Finding a Beached Whale: Pt. Reyes, California
TFW you visit the tidepools and chance upon the largest creature on earth.
By Rob Cockerham |
Oh boy, what a day I had on Friday. My son's third grade class went on a field trip to ocean tidepools in Point Reyes, California.
We arrived before 6 am and we had the entire beach to ourselves. Immediately my son and I hopped out as far as we could go, figuring the best, biggest tidepool fauna was living closest to the wide open ocean.
We saw dozens of sea urchins, a mess of sea anenomies, a handful of sea stars and some energetic crabs.
The water was a bit cloudy, so the animals we saw were close to the surface, always crammed into a little nook or cranny.
About 10 minutes into our visit, we noticed a huge lump on the beach to the north. There was only one thing it could be, a beached whale.
Warning: Graphic Photos. Rated R.
The massive size and distinct tail revealed that it was indeed a whale. It's skin was blistering and damaged.
I was totally amazed! A goddamn whale! On our field trip!!
I am not an expert, but I am sure it had been dead for at least a week. Mark Dettling, a bird scientist we had met the day before at the Point Blue Palomarin bird banding station was the first biologist to arrive on the scene. He had brought with his giant camera.
One day previous, we had been with Mark looking at a hummingbird that weighed four grams. Today we were together with a 100,000 kg whale carcass. He let us know that the whale had been floating in the surf zone last night, with a massive engorged lump inside, inflated by decomposition gasses. He said it was a balloon of air 15 feet tall.
It must have washed ashore and burst in the night.
He didn't have any measuring equipment, but he knew the length of his pace, so he paced it off. He estimated the whale length at 77 feet long.
It was now about ten feet tall. These distinct ridges under it's mouth are called ventral pleats.
A view of the whale from the tidepools. It's mouth was a huge bag for water, now empty and looking deflated.
The whale was on its back. Its right fin was pinned under its side, its right fin was hanging, eight feet in the air. It was a female.
The smell was pretty bad. One dad retreated, holding his nose and shaking his head.
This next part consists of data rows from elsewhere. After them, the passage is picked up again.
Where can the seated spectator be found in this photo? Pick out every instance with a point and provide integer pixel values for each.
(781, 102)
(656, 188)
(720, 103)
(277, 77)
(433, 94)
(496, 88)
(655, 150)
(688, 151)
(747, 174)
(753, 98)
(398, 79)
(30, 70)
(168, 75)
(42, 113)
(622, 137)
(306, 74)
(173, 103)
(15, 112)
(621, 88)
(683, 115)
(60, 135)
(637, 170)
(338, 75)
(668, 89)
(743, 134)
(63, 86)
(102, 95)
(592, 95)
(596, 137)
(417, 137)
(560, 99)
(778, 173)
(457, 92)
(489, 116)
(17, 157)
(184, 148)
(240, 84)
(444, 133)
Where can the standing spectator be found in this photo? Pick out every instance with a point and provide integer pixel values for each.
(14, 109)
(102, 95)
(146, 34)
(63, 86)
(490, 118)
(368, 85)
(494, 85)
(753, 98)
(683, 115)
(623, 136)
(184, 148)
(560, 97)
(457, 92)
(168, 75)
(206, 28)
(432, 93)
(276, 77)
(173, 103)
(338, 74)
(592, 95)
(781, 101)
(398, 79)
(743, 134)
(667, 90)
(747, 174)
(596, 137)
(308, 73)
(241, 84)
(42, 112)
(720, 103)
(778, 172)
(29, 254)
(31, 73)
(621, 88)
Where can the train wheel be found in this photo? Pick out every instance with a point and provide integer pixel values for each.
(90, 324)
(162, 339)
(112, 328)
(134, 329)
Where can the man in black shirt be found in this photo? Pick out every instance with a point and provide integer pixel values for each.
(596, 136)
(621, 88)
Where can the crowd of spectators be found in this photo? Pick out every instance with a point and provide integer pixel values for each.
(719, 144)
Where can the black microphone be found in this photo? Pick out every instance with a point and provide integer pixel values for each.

You can see the eye in this photo, and the corner of her mouth.
The surreal folds of skin. The skin in the foreground looked like ejected lining from the whales mouth. I didn't see any baleen.
The eye. It wasn't huge, maybe the size of a shot put ball.
The front of the whale. The deflated mouth bag, ejected skin. Behind my son you can see in this photo a sand-colored tangle of fine mesh. It had a look of beef tripe, which is stomach lining, but it had a finer mesh.
The most shocking thing was the stream of blood pouring out.
I've measured the blood in a human, but this was an epic amount of blood.
Hopefully the blood doesn't ruin the tidepools in the long term. I know human blood is similar to seawater, but this is a lot of protein to dump into an ecosystem.
Blue whales are estimated to weigh 300,000 lbs, but one has never been weighed. They have only been weighed in chunks after death, and it is hard to estimate the weight of the blood which is lost in that process.
I considered bottling some of the blood and selling it on ebay. You can't sell endangered animal parts on ebay. I considered drinking some of the whale blood. How many people on Earth can say they have tasted blue whale blood? Three? Ten? I did not taste the whale blood. I did not gain Aquaman's superpowers. I did not die of whale parasites.
Another scientist arrived and was swarmed before he got a close look at the whale. His guess at that point was that it was a fin or blue whale.
It was an absolutely amazing experience that I will never forget. The kids were probably sick of us telling them "this is a once-in-a-lifetime moment."
Later that week, we found out that it was indeed a young blue whale which had died from blunt force trauma, likely struck by a ship. She was 79 feet long. Her name was Caroline.
Goodbye Caroline. You were too young to die.